Please answer these questions:
1. Speculate how Leon’s ethnicity contributes to his hypertension. What other determinants of health contribute to the prevalence of hypertensive disease in this population?
2. What is the significance of an elevated systolic pressure, even in the absence of diastolic hypertension?
3. What is the mechanism of action of the two classes of drugs Leon was prescribed for the management of his hypertension?

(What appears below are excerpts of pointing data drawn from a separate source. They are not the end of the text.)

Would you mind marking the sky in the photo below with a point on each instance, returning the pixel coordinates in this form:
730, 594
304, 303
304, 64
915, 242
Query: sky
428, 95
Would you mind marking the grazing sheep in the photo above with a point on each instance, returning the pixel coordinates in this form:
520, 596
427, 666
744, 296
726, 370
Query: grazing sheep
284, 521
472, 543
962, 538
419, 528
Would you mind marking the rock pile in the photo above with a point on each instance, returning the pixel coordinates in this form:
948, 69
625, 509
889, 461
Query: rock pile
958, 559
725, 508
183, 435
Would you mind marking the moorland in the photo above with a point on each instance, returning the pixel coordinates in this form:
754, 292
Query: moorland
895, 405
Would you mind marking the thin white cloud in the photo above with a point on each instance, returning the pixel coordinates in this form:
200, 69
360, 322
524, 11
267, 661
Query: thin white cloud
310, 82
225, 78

Hypertension Causes and Treatment
Mr. Leon ethnic group is comprised of the youth baseball team that have a culture that loves eating hot dogs and nachos. Hot dogs contain large amounts of salts. Too much salt that contains Sodium Chloride holds additional water meant to wash the salt from the body. This leads to increased pressure in some people because the held water puts stress on their heart and blood vessels. Furthermore, the hot dogs contain nitrate preservatives that could be carcinogenic with rise in temperature such as in the case of formation of nitrosamines (Grossman & Porth, 2010). On the other hand, nachos contain high fat and calories in which high fats could lead to increased weight that increases extra strain on the heart. High calories increase the amount of fat content in the body.
Isolated systolic hypertension may result in an a very much reduced diastolic pressure which may increase the risk of a heart attack or stroke hence the need for considering the level of diastolic hypertension during the treatment process (Kaplan, 2015). However, elevated systolic pressure treatment in the absence of diastolic hypertension is an emerging issue which is beneficial to the elderly. The elevated systolic pressure and if possible with a lowered diastolic pressure, are a major determinant of the cardiovascular risk in the old people.

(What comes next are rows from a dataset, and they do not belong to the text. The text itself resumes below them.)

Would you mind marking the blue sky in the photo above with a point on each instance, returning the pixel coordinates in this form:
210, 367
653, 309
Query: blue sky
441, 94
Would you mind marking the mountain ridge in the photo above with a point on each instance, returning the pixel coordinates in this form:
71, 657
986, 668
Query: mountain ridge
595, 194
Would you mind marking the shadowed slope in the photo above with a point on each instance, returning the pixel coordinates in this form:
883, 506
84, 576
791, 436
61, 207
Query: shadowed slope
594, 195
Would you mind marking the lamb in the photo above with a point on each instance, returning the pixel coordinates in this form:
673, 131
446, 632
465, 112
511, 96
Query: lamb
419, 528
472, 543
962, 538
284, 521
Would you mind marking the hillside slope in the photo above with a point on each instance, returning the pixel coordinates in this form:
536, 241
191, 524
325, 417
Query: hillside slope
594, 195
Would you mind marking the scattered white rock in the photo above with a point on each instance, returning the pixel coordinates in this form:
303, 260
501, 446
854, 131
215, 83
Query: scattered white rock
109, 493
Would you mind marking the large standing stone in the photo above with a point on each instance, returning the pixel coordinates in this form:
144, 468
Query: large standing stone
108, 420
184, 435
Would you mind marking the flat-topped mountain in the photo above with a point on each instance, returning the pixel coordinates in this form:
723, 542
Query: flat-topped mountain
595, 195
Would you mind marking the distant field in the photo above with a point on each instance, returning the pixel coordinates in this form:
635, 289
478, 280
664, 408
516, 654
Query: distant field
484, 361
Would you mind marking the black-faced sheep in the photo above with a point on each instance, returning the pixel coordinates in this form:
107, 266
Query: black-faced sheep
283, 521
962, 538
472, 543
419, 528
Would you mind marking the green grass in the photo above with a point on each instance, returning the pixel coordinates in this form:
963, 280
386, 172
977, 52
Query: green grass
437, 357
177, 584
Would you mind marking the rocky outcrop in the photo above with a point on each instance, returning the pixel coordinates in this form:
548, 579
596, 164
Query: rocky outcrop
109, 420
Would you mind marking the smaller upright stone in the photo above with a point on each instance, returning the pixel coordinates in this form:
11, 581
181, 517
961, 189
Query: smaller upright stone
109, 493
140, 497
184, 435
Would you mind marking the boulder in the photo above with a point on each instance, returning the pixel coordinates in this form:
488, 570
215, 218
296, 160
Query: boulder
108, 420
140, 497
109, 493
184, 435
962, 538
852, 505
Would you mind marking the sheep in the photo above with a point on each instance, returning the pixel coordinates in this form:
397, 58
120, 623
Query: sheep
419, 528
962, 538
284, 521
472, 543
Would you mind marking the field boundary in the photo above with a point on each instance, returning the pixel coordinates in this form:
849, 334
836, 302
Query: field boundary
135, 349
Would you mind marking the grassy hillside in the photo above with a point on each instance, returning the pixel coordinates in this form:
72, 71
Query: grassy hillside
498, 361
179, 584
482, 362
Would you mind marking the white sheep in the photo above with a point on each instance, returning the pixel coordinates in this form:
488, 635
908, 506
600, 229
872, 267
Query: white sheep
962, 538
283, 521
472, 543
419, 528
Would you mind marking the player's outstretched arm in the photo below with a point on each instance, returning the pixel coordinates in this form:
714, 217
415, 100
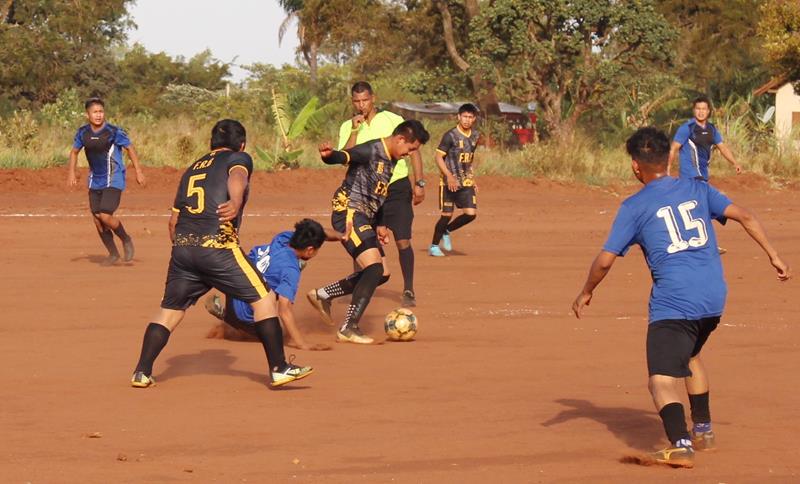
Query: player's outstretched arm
756, 231
600, 267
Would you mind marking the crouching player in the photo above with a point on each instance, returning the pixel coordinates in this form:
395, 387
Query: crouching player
280, 262
204, 229
671, 220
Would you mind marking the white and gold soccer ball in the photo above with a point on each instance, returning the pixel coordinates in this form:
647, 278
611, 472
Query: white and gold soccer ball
401, 325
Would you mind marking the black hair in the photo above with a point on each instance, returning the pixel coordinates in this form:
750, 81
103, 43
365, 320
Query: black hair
92, 101
702, 99
228, 133
648, 145
468, 108
361, 86
307, 233
412, 130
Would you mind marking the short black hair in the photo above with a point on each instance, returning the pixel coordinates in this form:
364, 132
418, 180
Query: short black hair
468, 108
307, 233
702, 99
92, 101
412, 130
228, 133
361, 86
648, 145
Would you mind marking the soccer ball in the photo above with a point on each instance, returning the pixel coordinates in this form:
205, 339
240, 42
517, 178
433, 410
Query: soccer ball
401, 325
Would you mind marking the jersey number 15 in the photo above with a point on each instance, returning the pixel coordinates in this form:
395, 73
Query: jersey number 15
689, 223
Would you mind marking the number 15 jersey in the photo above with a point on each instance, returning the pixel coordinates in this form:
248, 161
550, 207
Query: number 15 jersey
671, 220
203, 187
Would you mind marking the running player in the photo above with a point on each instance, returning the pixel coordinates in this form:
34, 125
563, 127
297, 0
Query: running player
369, 124
280, 262
671, 220
103, 143
455, 157
355, 207
204, 229
694, 141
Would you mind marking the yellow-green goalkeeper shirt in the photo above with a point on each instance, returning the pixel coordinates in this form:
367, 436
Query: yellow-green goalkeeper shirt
381, 126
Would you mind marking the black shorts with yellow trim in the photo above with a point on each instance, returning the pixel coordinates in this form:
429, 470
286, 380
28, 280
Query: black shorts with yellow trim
363, 235
193, 271
464, 197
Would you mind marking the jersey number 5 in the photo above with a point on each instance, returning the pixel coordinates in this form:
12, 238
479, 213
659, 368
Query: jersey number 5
193, 190
689, 222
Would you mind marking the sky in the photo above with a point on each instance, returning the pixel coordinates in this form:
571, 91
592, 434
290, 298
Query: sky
244, 30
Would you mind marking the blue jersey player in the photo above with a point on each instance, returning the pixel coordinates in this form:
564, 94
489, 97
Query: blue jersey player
103, 144
280, 263
670, 219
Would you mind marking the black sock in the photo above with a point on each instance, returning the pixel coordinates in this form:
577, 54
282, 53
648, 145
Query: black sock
460, 221
700, 409
407, 268
369, 280
674, 422
440, 229
120, 231
155, 338
107, 236
271, 335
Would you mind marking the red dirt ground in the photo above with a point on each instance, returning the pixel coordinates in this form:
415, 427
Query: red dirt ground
502, 385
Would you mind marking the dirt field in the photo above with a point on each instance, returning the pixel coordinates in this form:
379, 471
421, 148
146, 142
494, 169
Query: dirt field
502, 385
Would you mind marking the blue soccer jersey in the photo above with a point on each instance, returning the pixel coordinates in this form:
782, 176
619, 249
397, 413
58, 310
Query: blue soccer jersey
104, 153
696, 143
671, 220
280, 266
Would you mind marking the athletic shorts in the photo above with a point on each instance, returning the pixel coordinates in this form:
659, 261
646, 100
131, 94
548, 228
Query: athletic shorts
397, 212
194, 270
464, 197
105, 200
671, 343
363, 236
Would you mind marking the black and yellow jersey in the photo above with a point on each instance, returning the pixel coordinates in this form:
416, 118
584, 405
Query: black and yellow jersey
203, 187
458, 150
366, 184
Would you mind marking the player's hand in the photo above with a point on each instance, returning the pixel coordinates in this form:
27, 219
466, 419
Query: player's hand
784, 273
325, 149
140, 178
383, 234
452, 183
228, 211
419, 194
357, 120
582, 300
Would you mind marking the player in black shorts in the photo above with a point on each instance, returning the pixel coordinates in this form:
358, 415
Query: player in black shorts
103, 144
204, 229
355, 206
455, 157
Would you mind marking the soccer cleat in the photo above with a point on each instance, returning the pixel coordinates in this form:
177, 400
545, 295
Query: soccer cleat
447, 244
127, 247
323, 306
213, 305
140, 380
409, 299
353, 334
675, 457
290, 373
704, 440
435, 251
110, 260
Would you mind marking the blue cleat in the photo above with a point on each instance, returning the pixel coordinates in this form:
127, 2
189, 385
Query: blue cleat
435, 251
446, 243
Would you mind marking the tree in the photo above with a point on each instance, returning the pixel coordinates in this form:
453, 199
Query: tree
51, 45
567, 55
780, 28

This is not strange because, the widening pulse pressure indicates the atherosclerotic stiffening of the aorta and other large vessels. This creates a small and rigid reservoir in which the systolic influx increases pressure and the diastolic emptying results in a lowered pressure greatly than in the elastic vessels (Kaplan, 2015). Furthermore, the created stiff vessels results in a faster pulse-wave velocity, through which the usual reflection of pressure wave back from the periphery happens in a midsystole instead of diastole supplementing the already increased systolic pressure and eliminating pressure and the major support of the diastolic pressure.

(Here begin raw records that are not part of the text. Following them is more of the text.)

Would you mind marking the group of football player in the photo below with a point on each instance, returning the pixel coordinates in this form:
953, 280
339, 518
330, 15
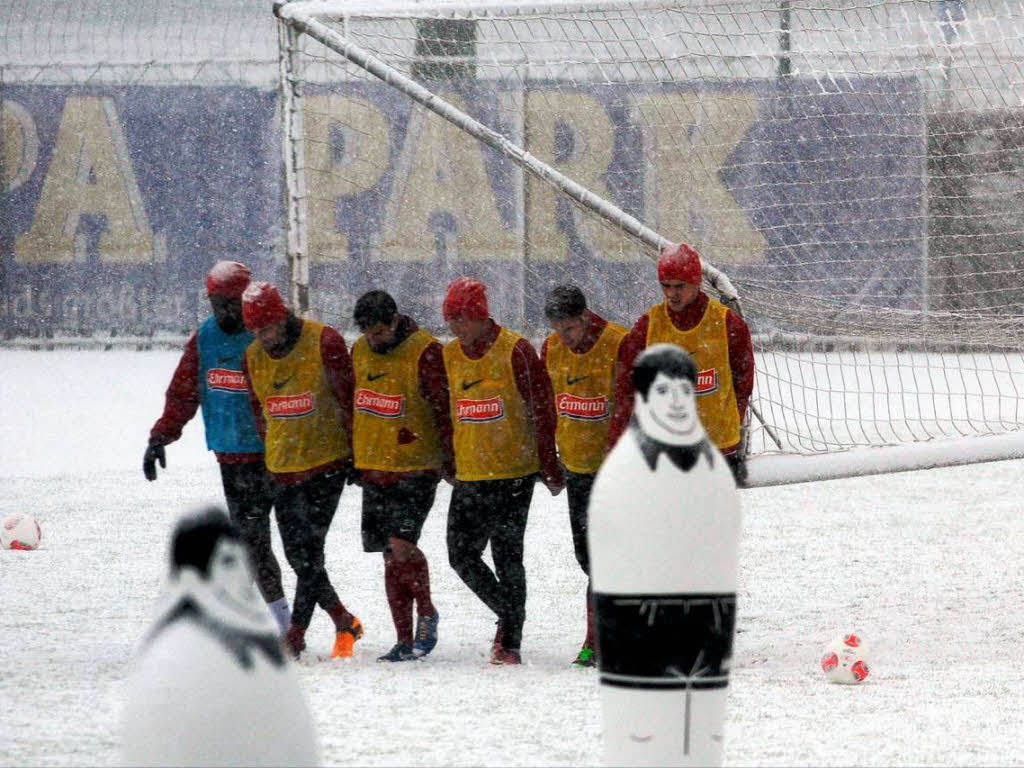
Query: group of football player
293, 416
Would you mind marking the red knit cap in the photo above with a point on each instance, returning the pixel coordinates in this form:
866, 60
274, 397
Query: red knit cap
227, 279
679, 261
466, 298
262, 306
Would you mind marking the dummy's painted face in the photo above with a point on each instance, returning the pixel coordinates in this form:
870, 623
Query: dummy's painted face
228, 572
670, 412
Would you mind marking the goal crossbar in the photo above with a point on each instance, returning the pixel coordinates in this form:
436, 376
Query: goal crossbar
306, 23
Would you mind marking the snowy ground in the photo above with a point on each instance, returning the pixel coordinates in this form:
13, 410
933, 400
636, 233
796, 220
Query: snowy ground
928, 566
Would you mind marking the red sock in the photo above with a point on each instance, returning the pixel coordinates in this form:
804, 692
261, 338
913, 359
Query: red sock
340, 615
416, 578
590, 619
295, 639
399, 599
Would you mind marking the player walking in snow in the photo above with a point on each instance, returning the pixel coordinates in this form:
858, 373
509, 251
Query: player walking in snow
716, 337
209, 376
401, 438
299, 377
504, 421
581, 359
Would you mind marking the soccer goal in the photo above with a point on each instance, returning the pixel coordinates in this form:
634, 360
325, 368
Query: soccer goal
854, 168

Since Leon has a high blood pressure, the diuretics could aid him do away with the extra water and salt through the urine. The mechanism reduces the blood pressure. On the other hand, the ACE Inhibitor leads to a reduction of the production of angiotensin II that leads to an enlarged blood vessels or dilation hence reducing blood pressure (Grossman & Porth, 2010).
Grossman, S. & Porth, C. (2010). Porth’s pathophysiology.
Kaplan, N. (2015). New Issues in the Treatment of Isolated Systolic Hypertension.